Toplumun arınmışlığı için; hırsızlık, dolandırıcılık, mal ve cana zarar verme gibi suçları işlemeyi alışkanlık haline getirmişler, madde bağımlısı olup etrafa zarar veren, akli dengesi bozuk olup aileleri tarafından zapt edilemeyenlerin tecrit edilmesi gerekir.
Bu ve benzeri insanlar için tecrit edilmiş mekanlar veya adalar hazırlanmalı. Mümkün olduğunca iyi şartlarda yaşatılan bu insanların, normal insanlara zarar vermeleri mutlak surette engellenmelidir. Bu insanların bünyesine sinyal veren elektronik çipler takılarak, kaçmaları halinde takibe alınıp kolayca yakalanmaları sağlanmalıdır.
Yaratılmışlığımızın kurallarını göz ardı ederek ve Ahret hayatına inanmadan arınmak söz konusu olamaz..
Arınmış insan yaratılmışların en şereflisidir.
Yani sevimli,
Saygın ve iyidir.
Arınmamış bir insan ise, hayvandan daha aşağı bir sevimsizlik ortaya koyar.
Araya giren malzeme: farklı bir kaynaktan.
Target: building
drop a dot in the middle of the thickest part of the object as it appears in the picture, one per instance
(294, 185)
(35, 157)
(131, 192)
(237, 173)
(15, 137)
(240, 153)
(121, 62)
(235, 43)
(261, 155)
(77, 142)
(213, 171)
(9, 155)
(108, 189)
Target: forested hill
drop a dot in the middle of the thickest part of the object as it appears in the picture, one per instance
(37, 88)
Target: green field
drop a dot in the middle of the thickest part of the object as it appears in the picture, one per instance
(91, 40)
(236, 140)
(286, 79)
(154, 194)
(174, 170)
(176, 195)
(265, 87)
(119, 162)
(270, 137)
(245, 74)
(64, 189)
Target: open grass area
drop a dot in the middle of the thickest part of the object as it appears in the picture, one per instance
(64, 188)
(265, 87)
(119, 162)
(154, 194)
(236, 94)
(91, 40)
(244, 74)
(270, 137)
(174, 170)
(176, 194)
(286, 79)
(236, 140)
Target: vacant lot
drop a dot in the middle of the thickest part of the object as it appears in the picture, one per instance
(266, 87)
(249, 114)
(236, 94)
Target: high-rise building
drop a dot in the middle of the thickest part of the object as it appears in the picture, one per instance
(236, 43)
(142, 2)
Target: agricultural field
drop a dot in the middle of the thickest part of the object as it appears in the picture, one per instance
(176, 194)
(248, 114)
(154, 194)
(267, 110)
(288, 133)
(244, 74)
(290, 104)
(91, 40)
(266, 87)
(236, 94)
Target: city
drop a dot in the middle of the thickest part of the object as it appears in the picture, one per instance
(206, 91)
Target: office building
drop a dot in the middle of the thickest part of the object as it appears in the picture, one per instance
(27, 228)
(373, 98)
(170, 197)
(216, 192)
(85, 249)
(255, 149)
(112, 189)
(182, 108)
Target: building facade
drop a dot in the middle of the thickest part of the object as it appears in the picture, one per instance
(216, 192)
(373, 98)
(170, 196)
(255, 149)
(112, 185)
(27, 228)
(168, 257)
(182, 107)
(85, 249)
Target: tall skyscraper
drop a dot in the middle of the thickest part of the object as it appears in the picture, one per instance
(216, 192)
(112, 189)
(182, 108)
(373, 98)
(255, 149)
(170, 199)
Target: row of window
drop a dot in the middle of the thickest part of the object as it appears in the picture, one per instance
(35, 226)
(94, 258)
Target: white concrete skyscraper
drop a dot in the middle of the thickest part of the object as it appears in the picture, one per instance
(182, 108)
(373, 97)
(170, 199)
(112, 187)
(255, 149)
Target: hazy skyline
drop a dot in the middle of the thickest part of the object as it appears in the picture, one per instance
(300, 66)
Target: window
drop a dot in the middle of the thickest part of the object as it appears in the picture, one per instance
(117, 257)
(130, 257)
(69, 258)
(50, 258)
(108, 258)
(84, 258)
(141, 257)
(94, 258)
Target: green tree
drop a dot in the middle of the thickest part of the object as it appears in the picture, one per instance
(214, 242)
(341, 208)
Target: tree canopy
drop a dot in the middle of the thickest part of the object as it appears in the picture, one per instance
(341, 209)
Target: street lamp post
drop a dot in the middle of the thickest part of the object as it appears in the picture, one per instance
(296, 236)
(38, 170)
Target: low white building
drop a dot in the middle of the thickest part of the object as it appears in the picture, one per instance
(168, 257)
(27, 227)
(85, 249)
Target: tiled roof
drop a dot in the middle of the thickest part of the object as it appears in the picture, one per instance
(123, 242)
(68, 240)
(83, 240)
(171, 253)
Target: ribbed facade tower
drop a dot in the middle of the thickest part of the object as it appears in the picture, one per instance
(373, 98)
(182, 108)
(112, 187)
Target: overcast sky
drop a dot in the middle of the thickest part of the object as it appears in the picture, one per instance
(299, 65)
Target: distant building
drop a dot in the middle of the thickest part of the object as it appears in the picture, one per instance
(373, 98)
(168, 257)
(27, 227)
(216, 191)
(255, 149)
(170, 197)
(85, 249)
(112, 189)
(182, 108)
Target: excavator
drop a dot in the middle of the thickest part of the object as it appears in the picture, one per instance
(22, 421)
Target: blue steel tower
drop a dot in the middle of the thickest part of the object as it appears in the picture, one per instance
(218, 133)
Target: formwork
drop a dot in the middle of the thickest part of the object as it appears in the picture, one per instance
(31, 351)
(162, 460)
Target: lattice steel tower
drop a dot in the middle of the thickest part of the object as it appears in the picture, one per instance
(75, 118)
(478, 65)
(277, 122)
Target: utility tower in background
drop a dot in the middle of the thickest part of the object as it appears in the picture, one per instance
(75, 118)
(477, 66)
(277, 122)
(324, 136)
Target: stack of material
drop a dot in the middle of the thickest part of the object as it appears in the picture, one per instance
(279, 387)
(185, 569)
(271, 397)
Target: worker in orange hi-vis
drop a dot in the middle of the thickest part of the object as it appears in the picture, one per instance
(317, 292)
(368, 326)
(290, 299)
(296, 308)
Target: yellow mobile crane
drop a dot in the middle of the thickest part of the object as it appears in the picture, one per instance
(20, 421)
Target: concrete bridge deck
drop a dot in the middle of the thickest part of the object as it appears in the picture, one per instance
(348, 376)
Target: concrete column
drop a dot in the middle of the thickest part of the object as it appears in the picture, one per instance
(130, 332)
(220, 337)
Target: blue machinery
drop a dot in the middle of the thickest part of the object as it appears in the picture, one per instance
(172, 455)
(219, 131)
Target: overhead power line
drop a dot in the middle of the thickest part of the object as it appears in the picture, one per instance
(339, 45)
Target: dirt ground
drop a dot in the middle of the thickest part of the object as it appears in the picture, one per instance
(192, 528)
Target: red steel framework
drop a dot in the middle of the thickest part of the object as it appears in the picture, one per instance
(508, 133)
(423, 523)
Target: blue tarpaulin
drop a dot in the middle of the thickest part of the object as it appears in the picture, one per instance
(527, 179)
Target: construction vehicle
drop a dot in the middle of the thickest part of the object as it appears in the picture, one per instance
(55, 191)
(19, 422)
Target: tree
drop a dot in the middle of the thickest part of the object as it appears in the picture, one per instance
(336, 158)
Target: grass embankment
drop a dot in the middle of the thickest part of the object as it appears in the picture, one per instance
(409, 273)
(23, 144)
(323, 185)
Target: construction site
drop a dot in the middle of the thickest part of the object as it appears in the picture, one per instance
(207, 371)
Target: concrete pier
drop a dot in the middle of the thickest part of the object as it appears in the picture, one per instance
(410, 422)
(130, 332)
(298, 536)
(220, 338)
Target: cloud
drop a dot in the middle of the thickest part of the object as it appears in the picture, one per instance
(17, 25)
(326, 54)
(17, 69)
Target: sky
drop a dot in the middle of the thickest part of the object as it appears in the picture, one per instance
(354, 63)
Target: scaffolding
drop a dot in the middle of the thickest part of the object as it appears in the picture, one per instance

Yani sözün özü arınmışlığımız oranında değerli ve anlamlıyız…
BİR AYET
Allah sizin için güçlük dilemez, fakat sizi tertemiz etmek ve üzerinizdeki nimetini tamamlamak ister Tâ ki şükredesiniz.
BİR HADİS
Her şeyi iyi temizleyin! Temizlik imana, iman da Cennete götürür
BİR SÖZ
İşlediği cinayetlerin hesabını veremeyenlerin, işlemediğimiz cinayetleri bize fatura etmeye kalkması gibi bir arsızlık ile yüzyüzeyiz... (Metin Karabaşoğlu)
AFORİZMALARIM
“Bana balık tutmayı öğret!” Bana iman etmeyi öğret! İman etmenin metodunu, usûlünü öğret! Bana imanın şartlarını ezberlettirme, kabul edemem, edemedim de zaten. Bana bilgi satarak beni dinsiz yapma, lütfen!”